Gel filtration chromatography profiles of GST-YsxC preparations from a Superdex-200 column. The experiments were conducted exactly as described in the legend to Fig. 1. The insets show SDS-PAGE gels, stained with Coomassie blue, of the different fractions eluted from the gel filtration column. (A) Elution profile of RNase-treated GST-YsxC. Elution of 45-kDa material occurs at fractions 29 and 30. (B) Elution profile of DNase-treated GST-YsxC. (C) Elution profile of GST-YsxC, where the GST moiety was digested by thrombin while bound to glutathione-Sepharose beads prior to the gel filtration.

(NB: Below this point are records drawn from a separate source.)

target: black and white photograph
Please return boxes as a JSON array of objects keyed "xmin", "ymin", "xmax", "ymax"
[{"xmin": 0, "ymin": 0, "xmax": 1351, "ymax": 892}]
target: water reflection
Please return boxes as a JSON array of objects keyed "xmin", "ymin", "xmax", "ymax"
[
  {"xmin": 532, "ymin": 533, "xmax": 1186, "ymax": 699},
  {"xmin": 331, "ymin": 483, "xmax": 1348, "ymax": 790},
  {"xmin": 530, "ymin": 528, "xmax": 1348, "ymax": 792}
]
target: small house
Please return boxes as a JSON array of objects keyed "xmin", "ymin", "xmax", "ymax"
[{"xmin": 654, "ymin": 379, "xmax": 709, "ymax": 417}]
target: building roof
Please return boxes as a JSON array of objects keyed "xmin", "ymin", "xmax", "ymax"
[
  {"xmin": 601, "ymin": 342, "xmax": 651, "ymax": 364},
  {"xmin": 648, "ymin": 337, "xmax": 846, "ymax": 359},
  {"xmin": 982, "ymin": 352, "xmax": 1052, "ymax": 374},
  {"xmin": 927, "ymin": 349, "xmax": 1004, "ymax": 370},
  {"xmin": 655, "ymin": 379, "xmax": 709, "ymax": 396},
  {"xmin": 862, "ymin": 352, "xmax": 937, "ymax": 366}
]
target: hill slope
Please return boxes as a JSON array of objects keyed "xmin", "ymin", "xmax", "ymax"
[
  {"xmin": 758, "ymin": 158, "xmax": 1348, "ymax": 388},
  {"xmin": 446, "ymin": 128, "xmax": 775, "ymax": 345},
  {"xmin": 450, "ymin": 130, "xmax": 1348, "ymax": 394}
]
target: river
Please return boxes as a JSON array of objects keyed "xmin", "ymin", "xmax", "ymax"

To assess which moiety of the GST-YsxC fusion interacted with E. coli RNA, several controls were made. First, purification of the His₆-YsxC tagged protein led to a column profile similar to that seen with the GST-YsxC fusion protein when analyzed by size exclusion chromatography (data not shown). Conversely, purification of the GST tag alone run on size exclusion chromatography did not allow the detection of high-molecular-mass species (data not shown). Also, a thrombin digestion was performed to remove the GST moiety from the GST-YsxC fusion protein, thereby allowing the purification of the YsxC moiety alone (apparent molecular mass, ∼22 kDa). This sample was then submitted to size exclusion chromatography as before, and again, a peak of high molecular mass was obtained, which contained the YsxC protein alone (fractions 18 to 20), while free YsxC eluted from the column with a higher retention time (fractions 35 to 37), due, as expected, to its lower molecular mass (Fig. 2C). Collectively, these results show that high-molecular-mass material, most likely the ribosome, is associated with the YsxC moiety and not with the GST moiety.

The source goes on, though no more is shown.